The expression “To Make a Long Story Short” means getting directly to the important part of a narrative, leaving out unimportant or boring details and what may seem irrelevant information.
In a nutshell, it means choosing which version of the story to convey.
As backbone of this festival’s edition, “LONG STORY SHORT” moves on this misunderstanding.
Found in the slippery space between the History with a capital letter – official, contracted, mediated – and the plurality of the tiny stories, that are often times considered irrelevant. Yet, plural narratives could have produced plural futures. Futures that we cannot imagine today.
“A story exists only when it’s told” and all untold stories are part of repressed possibilities. Erasing, removing, forgetting some stories prevents us from experimenting with alternative paths of development of a human, political and social nature.
What if these stories could be told again? Could they become a form of public expression?
This is the purpose which brings together all the artistic performances that will take place in the more than 10 days of this edition of FAROUT.
This year we bring to FAROUT projects that are acts of resistance and liberation from standards and paradigms, from what is culturally and historically accepted.
We do this through the body, the generative ability of the word, the (im)possible dialogue between worlds in conflict. We listen to generational reactions to the collapse of ideologies. We free the representation of sexuality from patriarchal dynamics.
From the meeting of these proposals develop the paths that the public can choose to undertake, to the discovery of a plural voice of history.

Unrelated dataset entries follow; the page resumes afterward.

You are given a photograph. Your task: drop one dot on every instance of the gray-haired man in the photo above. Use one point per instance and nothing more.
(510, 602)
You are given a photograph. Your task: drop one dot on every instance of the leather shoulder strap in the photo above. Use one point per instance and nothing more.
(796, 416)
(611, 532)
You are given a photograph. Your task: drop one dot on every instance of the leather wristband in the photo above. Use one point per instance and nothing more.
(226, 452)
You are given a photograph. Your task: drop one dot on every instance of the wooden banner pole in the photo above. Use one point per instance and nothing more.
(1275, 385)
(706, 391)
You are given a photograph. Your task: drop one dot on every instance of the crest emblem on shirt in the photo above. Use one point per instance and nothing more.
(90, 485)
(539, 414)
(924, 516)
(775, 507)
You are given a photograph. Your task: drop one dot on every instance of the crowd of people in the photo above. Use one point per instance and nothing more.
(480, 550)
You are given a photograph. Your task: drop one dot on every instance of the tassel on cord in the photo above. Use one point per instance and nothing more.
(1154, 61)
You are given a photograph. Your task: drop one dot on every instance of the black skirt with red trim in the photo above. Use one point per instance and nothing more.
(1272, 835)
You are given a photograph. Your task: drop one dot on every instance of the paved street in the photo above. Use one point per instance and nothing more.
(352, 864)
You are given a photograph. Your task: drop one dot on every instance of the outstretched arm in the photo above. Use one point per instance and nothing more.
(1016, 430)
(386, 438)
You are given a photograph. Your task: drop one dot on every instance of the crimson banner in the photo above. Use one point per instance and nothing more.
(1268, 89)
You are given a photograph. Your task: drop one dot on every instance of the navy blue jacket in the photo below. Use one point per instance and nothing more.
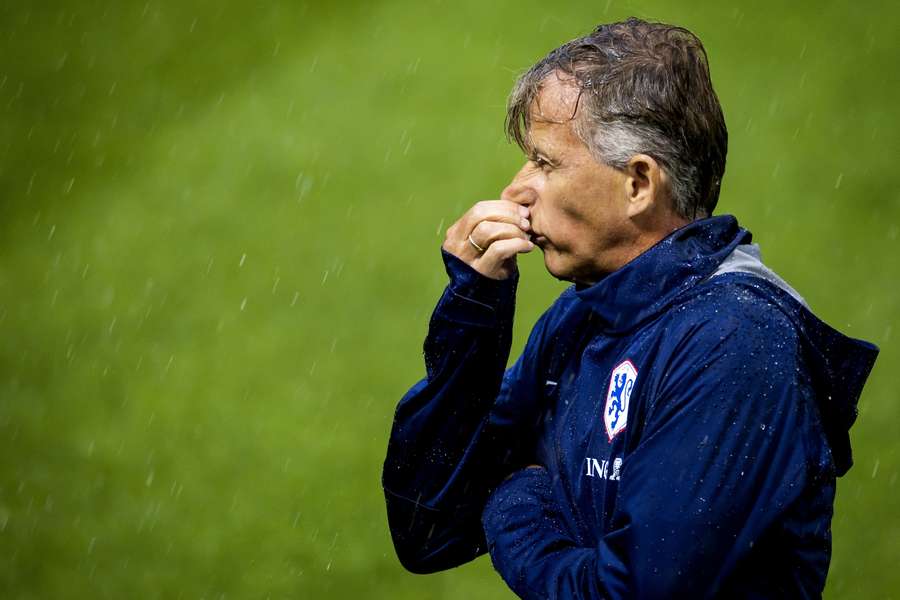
(688, 415)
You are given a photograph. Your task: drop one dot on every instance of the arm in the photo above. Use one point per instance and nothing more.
(446, 451)
(727, 446)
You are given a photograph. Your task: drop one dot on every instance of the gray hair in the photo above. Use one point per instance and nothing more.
(644, 88)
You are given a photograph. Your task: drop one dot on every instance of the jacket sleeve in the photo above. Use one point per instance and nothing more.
(452, 441)
(729, 442)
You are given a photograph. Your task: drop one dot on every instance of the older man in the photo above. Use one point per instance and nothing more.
(677, 419)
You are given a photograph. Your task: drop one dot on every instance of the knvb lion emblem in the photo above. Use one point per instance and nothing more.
(621, 382)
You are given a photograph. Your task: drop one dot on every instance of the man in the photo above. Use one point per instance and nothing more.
(677, 419)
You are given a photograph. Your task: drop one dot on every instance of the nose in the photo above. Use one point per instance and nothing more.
(521, 189)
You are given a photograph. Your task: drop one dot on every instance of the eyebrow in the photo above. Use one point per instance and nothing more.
(535, 150)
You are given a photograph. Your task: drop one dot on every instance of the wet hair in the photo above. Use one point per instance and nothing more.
(644, 88)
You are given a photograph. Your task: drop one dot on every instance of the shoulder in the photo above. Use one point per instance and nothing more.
(738, 308)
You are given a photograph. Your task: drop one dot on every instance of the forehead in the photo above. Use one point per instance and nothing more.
(557, 99)
(552, 112)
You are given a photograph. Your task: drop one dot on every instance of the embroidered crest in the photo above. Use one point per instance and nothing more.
(621, 382)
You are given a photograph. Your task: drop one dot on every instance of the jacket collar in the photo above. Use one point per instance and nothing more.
(649, 283)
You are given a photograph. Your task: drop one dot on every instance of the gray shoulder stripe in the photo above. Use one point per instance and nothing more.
(746, 258)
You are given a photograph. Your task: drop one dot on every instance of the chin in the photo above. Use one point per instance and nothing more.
(556, 267)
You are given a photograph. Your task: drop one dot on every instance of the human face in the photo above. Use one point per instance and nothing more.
(578, 206)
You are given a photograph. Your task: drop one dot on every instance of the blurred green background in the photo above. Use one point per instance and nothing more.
(219, 233)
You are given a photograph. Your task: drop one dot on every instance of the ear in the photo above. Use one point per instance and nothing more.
(645, 185)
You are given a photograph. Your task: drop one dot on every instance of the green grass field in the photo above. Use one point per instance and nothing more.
(219, 234)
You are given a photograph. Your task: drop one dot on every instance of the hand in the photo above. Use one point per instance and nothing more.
(500, 228)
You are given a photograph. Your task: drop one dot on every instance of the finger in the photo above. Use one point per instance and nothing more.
(488, 232)
(502, 211)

The aesthetics of FAROUT 2023 also accompany us in this narration. Words become images and distort, deform, lose meaning (or find a new one). As in the performances of the festival we research and tell the omitted, denied, rewritten, evoked words, as well in the treatment of the phrase How to do things with words (J.L. Austin, 1962), the author guides through the discovery of the linguistic act, which does not limit to describe, but is capable of producing imagination and changes, new worlds.